I soggetti che hanno versato contribuzione per la prima volta prima del gennaio 1996 (vecchi iscritti), possono accedere alla pensione di vecchiaia al perfezionamento di un determinato requisito anagrafico. Inoltre, il requisito contributivo minimo richiesto per l’accesso alla pensione di vecchiaia è pari ad almeno 20 anni di contributi. Per l’anno 2018, il requisito di età richiesto è pari a 66 anni e 7 mesi, sia per gli uomini che per le donne.

I soggetti che hanno versato contribuzione dal 1° gennaio 1996 (nuovi iscritti), possono accedere alla pensione attraverso due  diverse modalità di accesso.

1) La prima modalità prevede il perfezionamento dello stesso requisito anagrafico e contributivo minimo previsto per gli assicurati per la prima volta prima del gennaio 1996, a condizione, però, che l’importo di pensione non sia inferiore a 1,5 volte l’importo dell’assegno sociale, annualmente rivalutato.
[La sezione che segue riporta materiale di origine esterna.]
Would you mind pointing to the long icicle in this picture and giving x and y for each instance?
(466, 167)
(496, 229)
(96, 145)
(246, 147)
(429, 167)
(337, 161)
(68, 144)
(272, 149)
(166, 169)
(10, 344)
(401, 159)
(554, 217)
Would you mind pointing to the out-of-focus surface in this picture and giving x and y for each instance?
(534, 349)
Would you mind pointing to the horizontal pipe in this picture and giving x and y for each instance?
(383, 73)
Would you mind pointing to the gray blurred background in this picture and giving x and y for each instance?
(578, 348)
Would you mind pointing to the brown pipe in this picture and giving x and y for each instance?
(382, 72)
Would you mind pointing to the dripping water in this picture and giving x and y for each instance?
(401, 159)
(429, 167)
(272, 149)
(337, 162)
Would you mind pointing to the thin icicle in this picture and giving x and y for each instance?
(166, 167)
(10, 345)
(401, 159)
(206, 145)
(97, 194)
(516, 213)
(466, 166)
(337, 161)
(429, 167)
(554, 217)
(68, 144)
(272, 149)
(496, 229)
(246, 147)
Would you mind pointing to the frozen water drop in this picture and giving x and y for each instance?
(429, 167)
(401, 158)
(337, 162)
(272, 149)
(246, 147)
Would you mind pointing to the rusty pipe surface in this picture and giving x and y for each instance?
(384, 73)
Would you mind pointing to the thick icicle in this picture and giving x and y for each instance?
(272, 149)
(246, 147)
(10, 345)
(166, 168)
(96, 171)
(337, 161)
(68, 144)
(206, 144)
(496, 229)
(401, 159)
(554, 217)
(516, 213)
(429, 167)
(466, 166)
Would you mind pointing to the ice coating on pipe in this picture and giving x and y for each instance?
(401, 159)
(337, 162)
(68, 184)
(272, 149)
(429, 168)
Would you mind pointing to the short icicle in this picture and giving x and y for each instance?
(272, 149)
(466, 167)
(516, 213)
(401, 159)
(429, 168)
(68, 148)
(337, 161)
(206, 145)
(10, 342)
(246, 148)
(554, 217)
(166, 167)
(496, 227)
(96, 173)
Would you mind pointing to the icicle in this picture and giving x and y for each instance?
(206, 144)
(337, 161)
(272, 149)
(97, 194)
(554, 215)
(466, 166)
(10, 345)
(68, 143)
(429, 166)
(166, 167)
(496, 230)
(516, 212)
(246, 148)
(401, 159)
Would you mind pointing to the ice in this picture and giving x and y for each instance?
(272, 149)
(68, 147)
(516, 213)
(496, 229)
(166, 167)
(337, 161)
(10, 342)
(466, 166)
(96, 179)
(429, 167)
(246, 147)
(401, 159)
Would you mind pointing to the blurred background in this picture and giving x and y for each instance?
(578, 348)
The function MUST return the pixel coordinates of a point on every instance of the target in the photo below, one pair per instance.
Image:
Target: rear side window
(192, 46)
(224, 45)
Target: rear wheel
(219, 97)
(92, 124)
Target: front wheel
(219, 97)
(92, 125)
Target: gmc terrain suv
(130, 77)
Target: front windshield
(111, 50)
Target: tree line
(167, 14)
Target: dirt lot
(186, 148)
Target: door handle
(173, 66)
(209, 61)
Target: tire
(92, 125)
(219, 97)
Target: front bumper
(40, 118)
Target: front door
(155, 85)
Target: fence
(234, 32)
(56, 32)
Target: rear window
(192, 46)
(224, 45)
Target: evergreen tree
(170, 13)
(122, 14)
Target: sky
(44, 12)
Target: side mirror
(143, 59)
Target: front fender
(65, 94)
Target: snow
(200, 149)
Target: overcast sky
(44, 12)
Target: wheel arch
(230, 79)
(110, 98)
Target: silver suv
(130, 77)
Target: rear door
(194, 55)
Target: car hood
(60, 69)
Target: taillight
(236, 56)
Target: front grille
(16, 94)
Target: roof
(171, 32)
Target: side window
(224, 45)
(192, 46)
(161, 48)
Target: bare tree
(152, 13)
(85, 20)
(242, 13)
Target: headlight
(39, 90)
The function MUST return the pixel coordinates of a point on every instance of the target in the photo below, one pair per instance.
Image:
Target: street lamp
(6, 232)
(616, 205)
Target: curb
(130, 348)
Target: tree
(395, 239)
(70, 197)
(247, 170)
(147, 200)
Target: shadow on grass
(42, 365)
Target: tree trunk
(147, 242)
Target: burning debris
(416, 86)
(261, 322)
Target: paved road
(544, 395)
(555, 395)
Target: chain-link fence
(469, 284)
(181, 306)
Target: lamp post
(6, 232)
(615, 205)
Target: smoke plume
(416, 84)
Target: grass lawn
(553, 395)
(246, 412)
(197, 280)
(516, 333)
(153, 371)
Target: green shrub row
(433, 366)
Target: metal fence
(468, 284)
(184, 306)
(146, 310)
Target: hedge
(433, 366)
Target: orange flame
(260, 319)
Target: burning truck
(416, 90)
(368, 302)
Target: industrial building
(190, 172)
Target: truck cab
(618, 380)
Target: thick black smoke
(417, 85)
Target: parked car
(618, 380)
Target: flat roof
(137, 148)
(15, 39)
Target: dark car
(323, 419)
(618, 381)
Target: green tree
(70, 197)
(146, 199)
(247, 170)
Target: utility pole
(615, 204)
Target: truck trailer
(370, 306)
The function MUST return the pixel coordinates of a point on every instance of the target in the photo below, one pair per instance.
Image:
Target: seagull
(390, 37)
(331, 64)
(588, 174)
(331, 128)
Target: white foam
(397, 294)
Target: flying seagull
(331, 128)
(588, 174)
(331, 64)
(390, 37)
 2) La seconda modalità prevede, invece, che gli interessati possono accedere alla pensione di vecchiaia ad un un’età anagrafica non inferiore a 70 anni, da adeguare all’aspettativa di vita, con un’anzianità contributiva minima pari a 5 anni. Tale anzianità contributiva deve, però, essere “effettiva” intendendosi per tale quella obbligatoria, volontaria e da riscatto con esclusione, quindi, di quella derivante da contribuzione figurativa (maternità, disoccupazione, ecc.). Per l'anno 2018, il requisito di età richiesto è pari a 70 anni e 7 mesi. 
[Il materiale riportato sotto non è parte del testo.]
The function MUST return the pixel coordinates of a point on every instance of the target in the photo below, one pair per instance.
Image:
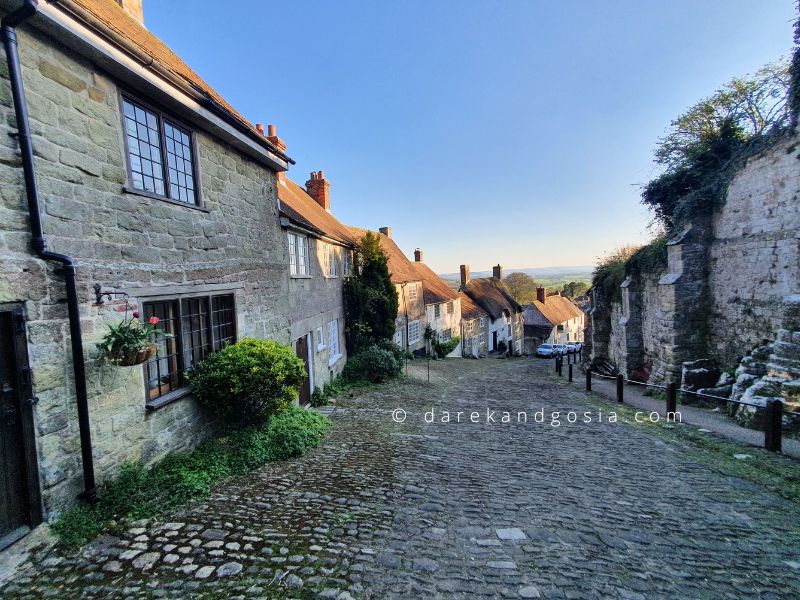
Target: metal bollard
(672, 399)
(773, 425)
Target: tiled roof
(301, 208)
(434, 288)
(400, 267)
(469, 309)
(493, 296)
(557, 309)
(113, 18)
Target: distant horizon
(517, 132)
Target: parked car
(546, 351)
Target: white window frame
(320, 340)
(331, 265)
(414, 332)
(334, 353)
(299, 263)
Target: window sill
(168, 398)
(133, 191)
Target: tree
(752, 105)
(370, 298)
(522, 287)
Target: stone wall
(125, 242)
(726, 285)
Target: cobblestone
(456, 510)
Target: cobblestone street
(457, 510)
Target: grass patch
(775, 472)
(139, 492)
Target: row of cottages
(554, 319)
(493, 317)
(127, 183)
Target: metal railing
(773, 411)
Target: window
(320, 341)
(197, 326)
(298, 255)
(333, 342)
(330, 261)
(346, 262)
(152, 140)
(413, 332)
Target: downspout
(38, 242)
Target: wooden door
(302, 352)
(19, 495)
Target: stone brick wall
(755, 255)
(124, 242)
(314, 302)
(726, 286)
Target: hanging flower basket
(131, 357)
(129, 343)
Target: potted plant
(130, 342)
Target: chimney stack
(134, 10)
(464, 275)
(320, 189)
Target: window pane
(144, 148)
(194, 329)
(162, 372)
(179, 148)
(223, 320)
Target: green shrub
(373, 364)
(445, 348)
(248, 381)
(138, 492)
(296, 430)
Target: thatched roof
(493, 296)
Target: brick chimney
(134, 9)
(319, 189)
(272, 137)
(464, 275)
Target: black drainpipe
(39, 244)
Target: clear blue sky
(493, 131)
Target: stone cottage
(505, 326)
(442, 304)
(320, 255)
(552, 318)
(123, 172)
(411, 319)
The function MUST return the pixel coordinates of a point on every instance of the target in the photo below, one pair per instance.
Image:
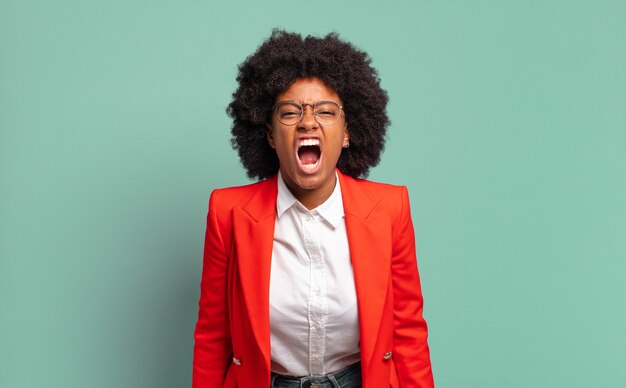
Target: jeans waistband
(316, 381)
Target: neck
(311, 198)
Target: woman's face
(307, 151)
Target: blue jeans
(349, 377)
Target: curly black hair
(286, 57)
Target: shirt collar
(331, 210)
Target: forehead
(308, 90)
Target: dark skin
(310, 182)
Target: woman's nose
(308, 121)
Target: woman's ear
(270, 136)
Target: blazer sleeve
(410, 347)
(212, 347)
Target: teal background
(508, 128)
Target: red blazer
(232, 336)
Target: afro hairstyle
(286, 57)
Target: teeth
(309, 142)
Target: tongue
(308, 155)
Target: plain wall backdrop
(508, 127)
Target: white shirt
(314, 323)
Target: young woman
(310, 276)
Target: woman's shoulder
(240, 195)
(378, 189)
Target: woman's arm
(212, 347)
(410, 346)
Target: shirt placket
(317, 308)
La pensione di vecchiaia decorre dal 1° giorno del mese successivo il compimento dell'età pensionabile e del relativo requisito contributivo.

È richiesta la cessazione dell’attività lavorativa dipendente e, in particolari condizioni, per la maturazione del relativo requisito contributivo, può essere utilizzata anche la contribuzione derivante da lavoro svolto all'estero.